Cenário: Filipe Domingues

O Estado de S.Paulo

24 de abril de 2012 | 03h03

A forte demanda chinesa impulsionou ontem os preços do milho na Bolsa de Chicago. Dados de comércio exterior da China mostraram que as importações de milho do país no primeiro trimestre atingiram volume quase igual ao total importado em 2011, alcançando 1,74 milhão de toneladas, e mais de 300 vezes o volume comprado no mesmo período do ano passado. Os EUA responderam por 99,5% das vendas. Outro fator que puxou as cotações do milho foram previsões de queda das temperaturas com risco de geada em áreas do Meio-Oeste americano, importante região produtora de grãos do país. Os contratos para entrega em maio fecharam em alta de 1,63%, cotados a US$ 6,2250 por bushel.

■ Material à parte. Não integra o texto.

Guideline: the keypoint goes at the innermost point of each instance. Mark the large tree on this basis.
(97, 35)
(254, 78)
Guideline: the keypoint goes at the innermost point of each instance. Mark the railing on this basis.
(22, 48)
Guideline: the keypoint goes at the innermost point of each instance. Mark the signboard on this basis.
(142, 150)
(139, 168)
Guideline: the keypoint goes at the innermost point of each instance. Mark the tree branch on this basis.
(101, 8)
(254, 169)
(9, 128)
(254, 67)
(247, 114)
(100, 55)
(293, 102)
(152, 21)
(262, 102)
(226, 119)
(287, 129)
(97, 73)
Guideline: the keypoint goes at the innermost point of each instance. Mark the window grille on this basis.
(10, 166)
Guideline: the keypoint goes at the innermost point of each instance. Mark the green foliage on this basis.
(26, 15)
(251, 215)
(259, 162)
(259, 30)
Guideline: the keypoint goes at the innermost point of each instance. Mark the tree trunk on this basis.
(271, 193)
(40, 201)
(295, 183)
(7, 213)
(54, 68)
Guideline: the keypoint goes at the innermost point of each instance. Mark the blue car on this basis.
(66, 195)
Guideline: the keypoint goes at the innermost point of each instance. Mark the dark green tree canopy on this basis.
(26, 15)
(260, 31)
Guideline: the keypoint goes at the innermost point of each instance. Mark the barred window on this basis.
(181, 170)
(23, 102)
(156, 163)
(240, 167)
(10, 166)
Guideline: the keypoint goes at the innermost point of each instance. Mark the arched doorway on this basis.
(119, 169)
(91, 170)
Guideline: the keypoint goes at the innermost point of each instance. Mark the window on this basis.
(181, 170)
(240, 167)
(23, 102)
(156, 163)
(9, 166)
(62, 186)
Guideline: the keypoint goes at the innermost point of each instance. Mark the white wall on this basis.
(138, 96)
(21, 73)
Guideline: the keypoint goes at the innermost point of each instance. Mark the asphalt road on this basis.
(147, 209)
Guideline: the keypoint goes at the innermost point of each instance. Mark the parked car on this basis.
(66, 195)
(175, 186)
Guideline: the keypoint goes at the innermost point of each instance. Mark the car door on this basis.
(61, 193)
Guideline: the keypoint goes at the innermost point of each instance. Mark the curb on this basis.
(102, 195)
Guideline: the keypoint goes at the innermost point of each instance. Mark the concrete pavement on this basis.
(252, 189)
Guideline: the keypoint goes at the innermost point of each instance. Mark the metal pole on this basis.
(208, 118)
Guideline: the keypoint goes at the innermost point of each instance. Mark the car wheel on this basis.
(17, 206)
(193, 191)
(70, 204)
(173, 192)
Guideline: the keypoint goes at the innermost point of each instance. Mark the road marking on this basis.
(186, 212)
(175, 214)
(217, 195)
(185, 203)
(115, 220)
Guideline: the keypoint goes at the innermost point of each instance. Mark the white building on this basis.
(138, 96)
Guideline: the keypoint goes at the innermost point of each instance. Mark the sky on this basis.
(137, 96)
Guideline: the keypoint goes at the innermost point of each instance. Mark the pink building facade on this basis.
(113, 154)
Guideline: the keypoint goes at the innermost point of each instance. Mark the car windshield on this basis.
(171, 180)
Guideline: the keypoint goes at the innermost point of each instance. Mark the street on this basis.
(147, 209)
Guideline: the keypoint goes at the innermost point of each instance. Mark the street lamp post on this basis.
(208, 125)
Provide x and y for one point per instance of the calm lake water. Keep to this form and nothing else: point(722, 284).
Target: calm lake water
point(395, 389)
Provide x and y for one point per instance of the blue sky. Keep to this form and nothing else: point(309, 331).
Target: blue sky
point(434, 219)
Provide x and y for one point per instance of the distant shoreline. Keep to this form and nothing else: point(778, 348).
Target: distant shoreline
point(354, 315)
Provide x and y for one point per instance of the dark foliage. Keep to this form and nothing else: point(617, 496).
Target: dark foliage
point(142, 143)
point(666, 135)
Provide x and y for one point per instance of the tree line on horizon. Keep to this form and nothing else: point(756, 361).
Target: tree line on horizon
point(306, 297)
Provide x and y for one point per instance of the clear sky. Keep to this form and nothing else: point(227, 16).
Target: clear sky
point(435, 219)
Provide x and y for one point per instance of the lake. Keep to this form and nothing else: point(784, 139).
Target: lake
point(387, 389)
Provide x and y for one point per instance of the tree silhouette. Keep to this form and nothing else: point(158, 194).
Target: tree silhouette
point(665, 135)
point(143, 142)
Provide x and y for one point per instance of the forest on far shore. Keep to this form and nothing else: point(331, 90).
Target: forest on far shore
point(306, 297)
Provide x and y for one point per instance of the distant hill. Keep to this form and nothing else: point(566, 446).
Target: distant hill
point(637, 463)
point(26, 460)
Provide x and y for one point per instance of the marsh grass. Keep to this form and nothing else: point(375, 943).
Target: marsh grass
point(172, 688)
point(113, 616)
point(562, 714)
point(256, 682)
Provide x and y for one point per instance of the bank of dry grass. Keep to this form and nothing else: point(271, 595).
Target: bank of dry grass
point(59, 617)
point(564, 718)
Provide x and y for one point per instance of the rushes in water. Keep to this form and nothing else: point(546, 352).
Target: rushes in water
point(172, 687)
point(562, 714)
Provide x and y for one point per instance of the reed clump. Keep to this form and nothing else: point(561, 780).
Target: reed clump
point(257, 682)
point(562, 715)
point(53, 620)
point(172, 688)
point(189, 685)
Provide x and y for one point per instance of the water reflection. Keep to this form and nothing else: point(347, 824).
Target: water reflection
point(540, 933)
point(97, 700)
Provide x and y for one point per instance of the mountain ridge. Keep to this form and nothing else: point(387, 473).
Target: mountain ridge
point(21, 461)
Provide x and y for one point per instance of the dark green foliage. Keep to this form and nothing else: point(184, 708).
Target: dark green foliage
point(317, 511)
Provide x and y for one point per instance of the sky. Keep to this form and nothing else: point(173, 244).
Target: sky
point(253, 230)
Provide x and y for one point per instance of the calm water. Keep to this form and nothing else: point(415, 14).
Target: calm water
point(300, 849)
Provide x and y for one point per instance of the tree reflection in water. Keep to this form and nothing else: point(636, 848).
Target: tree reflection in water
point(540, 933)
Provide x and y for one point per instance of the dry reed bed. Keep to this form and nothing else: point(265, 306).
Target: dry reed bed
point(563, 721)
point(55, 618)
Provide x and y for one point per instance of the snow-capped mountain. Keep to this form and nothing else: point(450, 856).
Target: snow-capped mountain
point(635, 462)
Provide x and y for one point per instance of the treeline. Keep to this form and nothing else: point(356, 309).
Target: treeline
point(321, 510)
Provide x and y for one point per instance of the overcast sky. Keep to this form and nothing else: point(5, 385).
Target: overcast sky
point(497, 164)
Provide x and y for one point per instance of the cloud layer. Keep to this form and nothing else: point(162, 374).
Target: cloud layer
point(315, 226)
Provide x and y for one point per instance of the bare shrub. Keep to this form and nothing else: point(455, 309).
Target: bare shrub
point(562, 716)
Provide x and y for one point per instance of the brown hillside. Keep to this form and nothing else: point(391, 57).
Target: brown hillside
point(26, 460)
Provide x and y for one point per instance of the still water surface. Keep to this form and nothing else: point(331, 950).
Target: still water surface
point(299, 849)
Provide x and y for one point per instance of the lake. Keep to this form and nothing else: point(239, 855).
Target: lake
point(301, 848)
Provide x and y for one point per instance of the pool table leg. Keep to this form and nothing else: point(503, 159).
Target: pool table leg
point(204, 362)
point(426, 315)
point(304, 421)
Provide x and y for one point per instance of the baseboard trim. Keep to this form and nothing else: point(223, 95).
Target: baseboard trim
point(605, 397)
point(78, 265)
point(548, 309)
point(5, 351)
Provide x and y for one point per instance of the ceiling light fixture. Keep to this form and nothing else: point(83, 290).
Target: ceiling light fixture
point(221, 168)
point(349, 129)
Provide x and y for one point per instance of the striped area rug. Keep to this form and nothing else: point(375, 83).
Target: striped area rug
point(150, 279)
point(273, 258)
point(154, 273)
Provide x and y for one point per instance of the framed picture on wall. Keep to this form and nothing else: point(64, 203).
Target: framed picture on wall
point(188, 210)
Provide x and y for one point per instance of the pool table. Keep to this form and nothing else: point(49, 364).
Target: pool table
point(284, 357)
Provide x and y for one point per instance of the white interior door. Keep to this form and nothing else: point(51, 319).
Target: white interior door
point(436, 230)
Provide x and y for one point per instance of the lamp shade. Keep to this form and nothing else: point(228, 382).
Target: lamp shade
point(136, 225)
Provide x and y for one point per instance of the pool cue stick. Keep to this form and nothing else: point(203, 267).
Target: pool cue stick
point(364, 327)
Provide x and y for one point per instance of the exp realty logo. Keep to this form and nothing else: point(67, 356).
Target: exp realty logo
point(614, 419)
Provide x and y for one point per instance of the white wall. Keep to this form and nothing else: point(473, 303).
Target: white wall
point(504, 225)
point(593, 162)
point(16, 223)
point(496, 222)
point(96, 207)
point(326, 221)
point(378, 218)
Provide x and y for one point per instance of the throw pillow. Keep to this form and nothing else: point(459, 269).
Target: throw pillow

Os mesmos fatores provocaram a valorização do trigo. Os lotes para entrega em maio subiram 1,50% e encerraram a US$ 6,25 por bushel. Outro mercado influenciado pelo clima foi o algodão, negociado em Nova York. A previsão é de que a estiagem se prolongará em regiões do sudeste dos EUA, da América do Sul, da Índia, da China e do Casaquistão. Assim, a commodity subiu 0,40%.

Já a soja terminou o dia com perdas em Chicago, pois investidores embolsaram lucros obtidos na sexta-feira, quando os preços saltaram para o maior nível em sete meses. As cotações ainda encontram suporte no forte consumo chinês e na queda da produção da América do Sul. A China importou 13,31 milhões de toneladas de soja durante o primeiro trimestre de 2012, um aumento de 21% na comparação com o mesmo período de 2011.